Starting from a cat story…

Photo by Humberto Arellano on Unsplash
Photo by Humberto Arellano on Unsplash

Read with Me: A Causality Book Club

I have three cats. I love all of them, but I have to admit they have different intelligence levels. The smartest one’s name is MaoMao. Recently, I noticed MaoMao has picked up a new habit. Whenever I am eating lunch, he sits next to me. I’d like to believe he loves me and wants to spend time with me, but his aloof personality suggests otherwise. I also notice he is alert when sitting next to me, constantly looking for something. After some observations, I realize he is waiting for a sunlight reflection to chase. You know how cats are crazy about lasers, light reflections, etc. The dining table receives full sunlight at noon, and sometimes, the reflection of my watch appears on nearby walls or ceilings.

image by author
image by author

Maomao has picked the pattern – – whenever I sit by the desk, there would be a light to chase. My other two cats haven’t figured out this pattern yet but have their own strategy. Whenever they hear the noises made by MaoMao chasing the light, they know the light has come and will soon join the chase. I watch them play every time when I am having lunch, the most relaxing activity recovering from busy mornings.

You may wonder, is this a technical blog about causality or a cat story? Although research shows watching cats play or doing stupid things reduces stress levels significantly, that’s not the main purpose of this article. The story is just a way for me to bring up the importance of causality in a more understandable way. Moreover, I am excited to introduce my first ‘Read with Me‘ series, where I invite you to read a book together with me. I hope to provide a platform for us to delve deeper into our common interests and share our learnings. The book I’d like to start with is ‘The Book of Why’ by Judea Pearl, which "revolutionized the understanding of causality."
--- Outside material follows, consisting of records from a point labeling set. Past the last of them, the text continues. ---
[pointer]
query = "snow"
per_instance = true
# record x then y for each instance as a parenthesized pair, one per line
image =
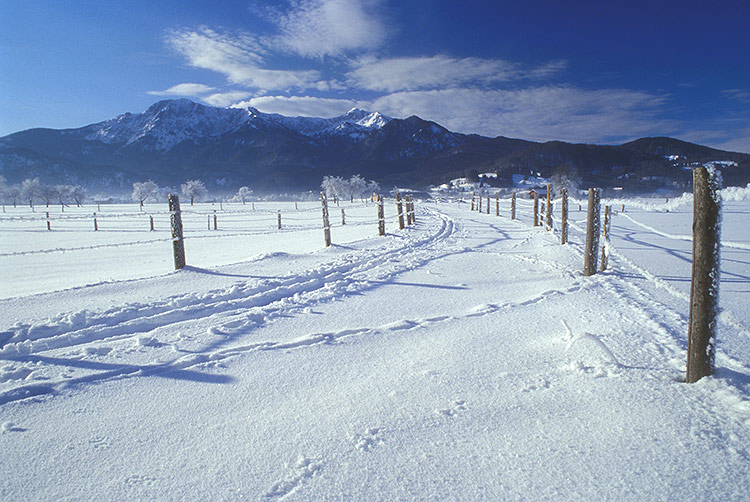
(170, 122)
(463, 358)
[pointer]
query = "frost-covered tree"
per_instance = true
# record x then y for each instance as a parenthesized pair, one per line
(143, 191)
(13, 192)
(48, 193)
(373, 187)
(29, 190)
(78, 194)
(194, 189)
(333, 186)
(243, 194)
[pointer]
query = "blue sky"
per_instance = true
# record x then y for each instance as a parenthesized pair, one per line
(595, 72)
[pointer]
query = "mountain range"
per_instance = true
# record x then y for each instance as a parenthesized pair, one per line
(176, 140)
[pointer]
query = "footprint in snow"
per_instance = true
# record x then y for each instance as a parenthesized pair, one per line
(369, 440)
(457, 407)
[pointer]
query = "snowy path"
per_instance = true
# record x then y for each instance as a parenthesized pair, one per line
(464, 359)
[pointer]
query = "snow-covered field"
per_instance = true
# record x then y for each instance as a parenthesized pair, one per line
(463, 358)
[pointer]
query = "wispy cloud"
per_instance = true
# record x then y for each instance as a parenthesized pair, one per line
(225, 98)
(186, 89)
(738, 94)
(537, 113)
(318, 28)
(413, 73)
(306, 106)
(239, 57)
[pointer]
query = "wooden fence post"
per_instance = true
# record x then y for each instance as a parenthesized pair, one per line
(178, 244)
(605, 250)
(326, 223)
(564, 217)
(400, 209)
(704, 285)
(549, 207)
(592, 233)
(381, 216)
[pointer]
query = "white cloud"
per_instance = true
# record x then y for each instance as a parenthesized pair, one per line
(738, 94)
(186, 89)
(538, 113)
(305, 106)
(317, 28)
(238, 57)
(413, 73)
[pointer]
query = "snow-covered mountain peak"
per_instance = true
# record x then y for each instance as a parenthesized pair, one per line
(167, 123)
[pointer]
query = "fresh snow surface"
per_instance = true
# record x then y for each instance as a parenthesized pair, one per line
(463, 358)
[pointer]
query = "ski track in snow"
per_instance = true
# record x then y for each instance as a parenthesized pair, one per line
(246, 306)
(77, 341)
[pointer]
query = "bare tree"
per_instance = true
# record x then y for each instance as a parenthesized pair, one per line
(48, 193)
(143, 191)
(30, 189)
(78, 194)
(243, 194)
(194, 189)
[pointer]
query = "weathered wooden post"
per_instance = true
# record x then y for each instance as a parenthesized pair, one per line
(400, 209)
(564, 217)
(178, 244)
(704, 285)
(326, 223)
(549, 207)
(605, 250)
(381, 216)
(592, 233)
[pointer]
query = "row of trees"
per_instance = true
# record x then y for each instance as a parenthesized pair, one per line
(195, 190)
(32, 189)
(337, 188)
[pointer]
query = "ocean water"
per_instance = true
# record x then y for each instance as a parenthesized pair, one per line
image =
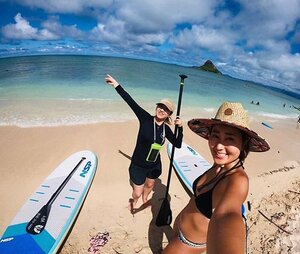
(70, 90)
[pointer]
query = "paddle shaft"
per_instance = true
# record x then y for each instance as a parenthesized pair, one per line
(38, 222)
(175, 132)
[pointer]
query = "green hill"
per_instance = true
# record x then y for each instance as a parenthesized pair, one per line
(209, 66)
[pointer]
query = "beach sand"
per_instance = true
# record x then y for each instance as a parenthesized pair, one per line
(28, 155)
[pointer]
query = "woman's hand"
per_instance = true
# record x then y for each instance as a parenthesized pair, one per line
(178, 121)
(111, 81)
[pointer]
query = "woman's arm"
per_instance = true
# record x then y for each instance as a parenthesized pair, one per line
(139, 111)
(226, 230)
(170, 136)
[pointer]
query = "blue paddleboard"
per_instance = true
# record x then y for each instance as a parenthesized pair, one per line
(62, 193)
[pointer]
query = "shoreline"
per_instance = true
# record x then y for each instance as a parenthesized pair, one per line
(28, 156)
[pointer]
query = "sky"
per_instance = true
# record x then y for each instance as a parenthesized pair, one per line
(257, 40)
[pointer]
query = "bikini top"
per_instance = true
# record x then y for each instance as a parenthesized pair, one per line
(204, 200)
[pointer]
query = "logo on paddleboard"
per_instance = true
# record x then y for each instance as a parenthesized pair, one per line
(38, 228)
(86, 169)
(192, 150)
(8, 239)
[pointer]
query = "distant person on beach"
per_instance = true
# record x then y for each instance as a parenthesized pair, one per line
(212, 220)
(145, 164)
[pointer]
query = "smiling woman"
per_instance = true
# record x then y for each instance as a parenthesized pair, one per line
(145, 164)
(212, 220)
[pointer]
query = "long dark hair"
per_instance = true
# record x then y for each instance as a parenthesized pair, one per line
(245, 147)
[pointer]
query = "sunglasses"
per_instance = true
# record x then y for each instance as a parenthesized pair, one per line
(164, 108)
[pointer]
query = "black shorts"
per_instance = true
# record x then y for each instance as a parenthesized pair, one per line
(138, 174)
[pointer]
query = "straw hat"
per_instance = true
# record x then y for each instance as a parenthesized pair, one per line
(169, 104)
(233, 114)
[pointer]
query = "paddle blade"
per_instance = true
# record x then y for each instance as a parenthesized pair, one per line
(38, 222)
(164, 217)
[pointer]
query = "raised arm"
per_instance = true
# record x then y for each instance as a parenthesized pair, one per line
(226, 230)
(111, 81)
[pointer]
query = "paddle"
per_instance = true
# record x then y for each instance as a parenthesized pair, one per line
(164, 216)
(38, 222)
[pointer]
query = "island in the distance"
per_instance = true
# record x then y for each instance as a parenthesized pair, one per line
(208, 66)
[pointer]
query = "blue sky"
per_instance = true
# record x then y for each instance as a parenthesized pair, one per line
(256, 40)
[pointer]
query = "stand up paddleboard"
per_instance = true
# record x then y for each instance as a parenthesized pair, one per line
(42, 224)
(189, 165)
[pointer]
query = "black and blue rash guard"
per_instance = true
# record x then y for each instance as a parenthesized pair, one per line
(146, 133)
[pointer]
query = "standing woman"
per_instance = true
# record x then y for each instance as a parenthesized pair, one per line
(212, 220)
(145, 164)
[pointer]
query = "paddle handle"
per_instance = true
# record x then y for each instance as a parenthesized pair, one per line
(182, 78)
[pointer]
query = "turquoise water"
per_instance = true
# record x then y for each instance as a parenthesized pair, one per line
(68, 90)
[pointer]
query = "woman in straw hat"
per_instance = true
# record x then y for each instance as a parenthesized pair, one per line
(212, 220)
(145, 164)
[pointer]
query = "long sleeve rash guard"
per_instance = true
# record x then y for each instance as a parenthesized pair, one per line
(146, 133)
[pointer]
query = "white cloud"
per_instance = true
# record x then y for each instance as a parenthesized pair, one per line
(66, 6)
(155, 15)
(253, 42)
(204, 37)
(20, 30)
(51, 29)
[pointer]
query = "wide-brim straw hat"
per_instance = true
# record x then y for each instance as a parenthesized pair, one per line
(232, 114)
(168, 103)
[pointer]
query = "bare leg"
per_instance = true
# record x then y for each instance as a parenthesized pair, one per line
(148, 187)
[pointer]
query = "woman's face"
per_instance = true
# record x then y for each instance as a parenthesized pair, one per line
(162, 112)
(225, 143)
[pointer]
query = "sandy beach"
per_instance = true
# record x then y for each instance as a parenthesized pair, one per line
(28, 155)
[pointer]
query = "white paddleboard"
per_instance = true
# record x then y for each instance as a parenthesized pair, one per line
(64, 191)
(188, 164)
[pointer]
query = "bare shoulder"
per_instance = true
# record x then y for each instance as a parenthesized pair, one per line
(233, 191)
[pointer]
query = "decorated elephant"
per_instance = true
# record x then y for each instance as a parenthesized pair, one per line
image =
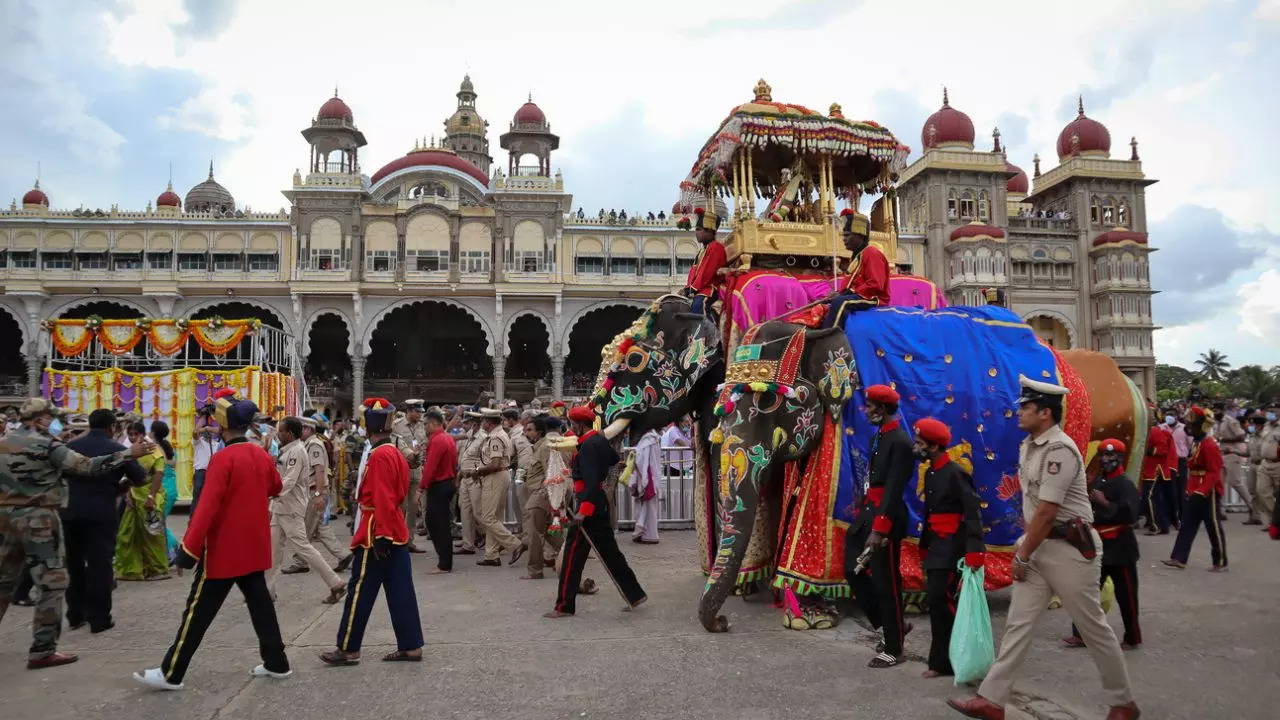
(792, 428)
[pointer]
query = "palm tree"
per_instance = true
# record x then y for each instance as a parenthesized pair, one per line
(1212, 365)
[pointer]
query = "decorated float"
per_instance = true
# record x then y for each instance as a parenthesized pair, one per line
(782, 442)
(168, 369)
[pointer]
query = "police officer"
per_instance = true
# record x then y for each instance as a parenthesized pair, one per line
(1055, 556)
(408, 433)
(32, 490)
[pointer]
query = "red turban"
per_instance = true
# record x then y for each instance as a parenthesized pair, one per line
(1112, 445)
(933, 432)
(883, 395)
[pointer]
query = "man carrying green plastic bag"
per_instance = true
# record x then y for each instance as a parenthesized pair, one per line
(951, 538)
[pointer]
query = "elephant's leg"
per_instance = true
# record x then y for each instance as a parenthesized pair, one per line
(737, 519)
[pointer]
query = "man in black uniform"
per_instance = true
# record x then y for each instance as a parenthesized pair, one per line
(590, 527)
(1115, 510)
(880, 525)
(951, 531)
(90, 523)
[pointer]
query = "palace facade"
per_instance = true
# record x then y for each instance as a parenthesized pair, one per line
(443, 274)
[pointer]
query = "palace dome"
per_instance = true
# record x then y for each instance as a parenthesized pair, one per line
(1083, 136)
(334, 109)
(35, 196)
(169, 199)
(529, 114)
(429, 158)
(1019, 183)
(947, 127)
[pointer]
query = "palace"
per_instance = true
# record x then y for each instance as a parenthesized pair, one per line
(440, 276)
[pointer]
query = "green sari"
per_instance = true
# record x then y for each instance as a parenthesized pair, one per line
(140, 554)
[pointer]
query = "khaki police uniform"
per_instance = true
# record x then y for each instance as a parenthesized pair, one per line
(288, 516)
(1052, 470)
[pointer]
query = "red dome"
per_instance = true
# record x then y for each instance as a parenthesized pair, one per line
(977, 231)
(1118, 236)
(334, 109)
(1018, 183)
(430, 158)
(169, 199)
(36, 196)
(946, 127)
(1083, 135)
(529, 114)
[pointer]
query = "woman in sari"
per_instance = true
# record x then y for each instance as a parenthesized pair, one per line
(141, 551)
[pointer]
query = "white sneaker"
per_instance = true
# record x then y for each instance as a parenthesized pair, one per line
(261, 671)
(154, 678)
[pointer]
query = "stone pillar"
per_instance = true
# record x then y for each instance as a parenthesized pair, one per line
(33, 370)
(499, 377)
(357, 384)
(557, 378)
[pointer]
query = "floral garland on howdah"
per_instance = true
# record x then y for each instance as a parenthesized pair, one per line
(165, 336)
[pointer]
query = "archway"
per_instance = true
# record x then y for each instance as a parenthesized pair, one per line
(13, 367)
(590, 333)
(528, 350)
(1051, 331)
(428, 340)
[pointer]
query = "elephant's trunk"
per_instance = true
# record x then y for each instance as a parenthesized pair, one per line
(734, 537)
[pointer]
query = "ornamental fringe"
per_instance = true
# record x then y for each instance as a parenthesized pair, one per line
(167, 337)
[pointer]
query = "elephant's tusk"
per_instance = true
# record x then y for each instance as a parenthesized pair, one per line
(616, 428)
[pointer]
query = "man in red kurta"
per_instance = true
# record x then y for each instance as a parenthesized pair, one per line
(1203, 493)
(228, 542)
(380, 548)
(704, 279)
(868, 281)
(1157, 475)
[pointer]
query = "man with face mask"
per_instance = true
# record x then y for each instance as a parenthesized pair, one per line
(880, 525)
(1115, 510)
(951, 529)
(1269, 464)
(32, 490)
(1203, 495)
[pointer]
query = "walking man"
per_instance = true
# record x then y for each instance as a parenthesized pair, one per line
(1203, 495)
(590, 528)
(288, 513)
(90, 524)
(229, 543)
(951, 531)
(494, 479)
(538, 506)
(1055, 556)
(439, 466)
(380, 545)
(880, 525)
(32, 490)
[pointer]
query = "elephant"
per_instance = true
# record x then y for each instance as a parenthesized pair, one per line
(787, 383)
(790, 419)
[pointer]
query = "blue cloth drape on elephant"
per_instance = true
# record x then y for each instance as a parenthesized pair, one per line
(959, 365)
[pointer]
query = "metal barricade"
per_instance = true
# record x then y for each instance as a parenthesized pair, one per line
(677, 495)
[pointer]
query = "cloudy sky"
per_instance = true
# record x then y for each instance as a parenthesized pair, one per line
(105, 96)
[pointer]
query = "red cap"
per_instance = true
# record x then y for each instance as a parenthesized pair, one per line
(1112, 445)
(883, 395)
(933, 432)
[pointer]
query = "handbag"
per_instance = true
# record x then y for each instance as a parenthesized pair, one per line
(973, 650)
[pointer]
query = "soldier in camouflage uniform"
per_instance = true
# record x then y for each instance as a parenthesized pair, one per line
(32, 491)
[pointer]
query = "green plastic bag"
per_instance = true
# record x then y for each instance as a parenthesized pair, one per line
(973, 650)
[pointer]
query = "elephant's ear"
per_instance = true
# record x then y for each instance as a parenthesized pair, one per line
(828, 363)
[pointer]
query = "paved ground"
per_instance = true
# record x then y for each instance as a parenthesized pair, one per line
(1212, 650)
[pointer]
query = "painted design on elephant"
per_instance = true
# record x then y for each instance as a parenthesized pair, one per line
(959, 454)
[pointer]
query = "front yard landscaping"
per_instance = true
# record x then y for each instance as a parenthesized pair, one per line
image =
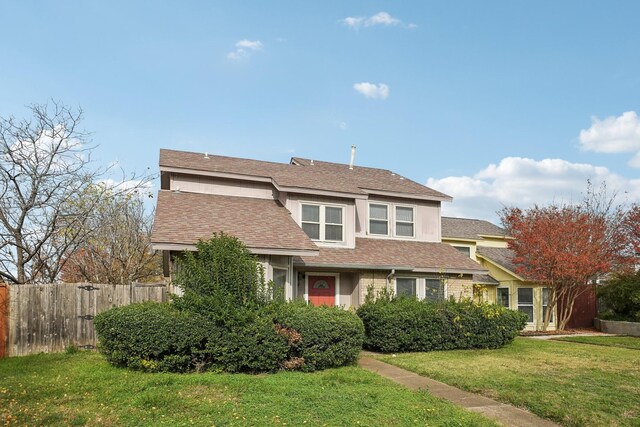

I am deeply interested in causality, not only because I use it intensively at work but also because I believe it to be true science. You probably heard about ‘correlation is not causality‘ a lot. However, the real question is, why chase causality when correlation can already do much for us? That’s where the cat story comes in handy.


Correlation-based Model vs. Causal Structures

In MaoMao’s mind, he is interested in playing with the light reflection, and believe it or not, he has a forecasting model in his mind. The model is whenever I am sitting at the dining table, the light shows up. The model can be represented in math equations:

P(Light) = 1, if I sit at the dining table
P(Light) = 0, otherwise

So whenever he observes me sitting at the dining table, he is ready to chase some light. A lot of the time, he is right. If I calculate the accuracy of his forecasts. He is right 99% of the time whenever it’s sunny. The 1% inaccuracy may come from the occasions when I am not wearing my watch. My other cats, who follow MaoMao’s behavior, are represented by these equations:

P(Light) = 1, if MaoMao is chasing it
P(Light) = 0, otherwise

They would also have similar accuracy. However, they are slower and always miss out on a head start in the light fight.

The two types of the cat forecasting model probably summarized all correlation-based forecasting models. The models learn the patterns from historical data and find the most predictive variables to the target variable. In my cat’s mind, the two models are much easier than the machine learning and deep learning models developed by smart human beings. However, they follow the same principle with different levels of complexity.

The system works! For a lot of times! My cats always get their daily exercises around my lunchtime as long as I am wearing a watch and sitting at the right location in the right weather. However, on cloudy days, at dinner time when the sun is down, or when I am not wearing a watch, their forecasting models’ accuracies will all drop to 0. Why? Because they haven’t solved the problem the right way by learning the causal structure:

image by author
image by author

What’s in their mind and their mental model is:

image by author
image by author

Even though we humans can tell easily the structure is wrong, my cats are still staying with their forecasting models. MaoMao sits with me whenever I have a meal, even at night. That’s the problem of not knowing the causality when making forecasts. When everything stays the same, or there is no regime change, the correlation-based model works so well that people doubt the necessity of figuring out a causal structure. Then things like COVID, geopolitical frictions, and business modifications happen, and suddenly, the model performance drops crazily, and you are scratching your head about what’s happening here. In such cases, the only choice you have is to retrain and rebuild your models to adjust to the new regime, usually with limited training data available. Another scenario is worse when you resemble my other cats, constantly making lagged model predictions. In such cases, you are just reacting instead of being proactive, which is never the purpose of forecasting models, and you are always late.


How can causality help?

If MaoMao understood the causal relationship between the sun and my watch, causing light to appear on the wall, it would know exactly where to look for the light on a sunny day. Additionally, MaoMao would know there is no point in waiting for the light on a rainy day or when I am not wearing a watch. With the same principle, if I sit on the sofa with sunlight, the light will also appear on the opposite wall; if I don’t wear a watch but have a phone in my hand, the phone will also reflect the light on the wall. Moreover, once they figure the structure out, they can try to influence my behavior through their cuteness to lead me to sit in places with sunlight. They can unleash the full causality potential to their benefit, which is to play with the light. Isn’t it nice to be a cat who understands causality?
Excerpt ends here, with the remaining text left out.